LLM-Empowered Embodied Agent for Memory-Augmented Task Planning in Household Robotics
The paper presents a sophisticated approach to autonomous task planning through embodied agents in household robotics, utilizing LLMs to streamline object management and long-term memory integration. It addresses several critical obstacles in deploying robots in dynamic home environments, such as the unpredictability of user commands and the need for flexible object tracking and task execution.
Architecture Overview
The proposed framework comprises three specialized agents, orchestrated to fulfil user-defined commands effectively:
- Routing Agent: Determines the nature of incoming requests and assigns them to the appropriate subsequent agent for processing.
- Task Planning Agent: Operates on high-level user directives, formulating detailed, actionable task plans by leveraging in-context learning without explicit training. This agent benefits from robust scene understanding and contextual reasoning capabilities provided by LLMs.
- Knowledge Base Agent: Utilizes Retrieval-Augmented Generation (RAG) to address inquiries about past actions, thus ensuring reliable long-term memory recall and adaptive reasoning in changing environments.
The integration of Grounded SAM and Vision-LLMs (VLMs) facilitates semantic scene understanding by providing accurate object detection and scene segmentation, grounding task execution in real-world conditions.
Experimental Validation
The experimentation is structured into three scenarios: "Dining Table Cleanup," "Living Room Cleanup," and "Desk Organization," each representing common household tasks. These scenarios reveal the system's capability for:
- Flexible Task Planning: Achieving a high degree of accuracy in assigning correct destinations for objects during cleanup maneuvers.
- Memory Recall: Through RAG, the knowledge base agent efficiently retrieves information, enhancing the performance of follow-up queries related to past object handling, thus offering a potent solution for memory-based reasoning.
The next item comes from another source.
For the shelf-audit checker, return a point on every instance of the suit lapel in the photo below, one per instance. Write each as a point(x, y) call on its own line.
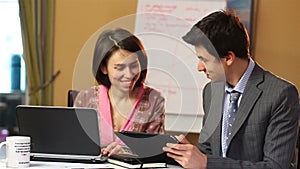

- Agent Coordination: Effective routing of task-specific queries showcases the modularity and inter-agent communication efficiency within the orchestration system.
The numerical results from these evaluations demonstrate notable superiority of the Qwen2.5 model in specialized agent tasks, achieving a substantial overall task planning accuracy of 77.2% (strict) and 84.3% (lenient). Conversely, LLaMa3.1 model exhibits reliability in routing tasks due to its structured execution approach.
Implications and Future Directions
This work pioneers the integration of LLMs in dynamic, real-world environments, effectively utilizing their capabilities for expansive reasoning and interaction. Such integration promises enhanced flexibility in robotic task planning and opens avenues for further exploration into long-term memory mechanisms in AI systems.
Future developments should consider:
- Enhanced multimodal integration of perception systems into agent orchestration to improve robustness and autonomy.
- Exploration of user-centric evaluations to better adapt task planning algorithms to individual preferences and varied environmental setups.
- Investigating structured memory models like scene graphs to complement RAG for improved memory recall efficiency in complex sequences.
These efforts could substantially elevate the practical usability of household robotics, further aligning the capabilities of AI with human-centric environments and tasks.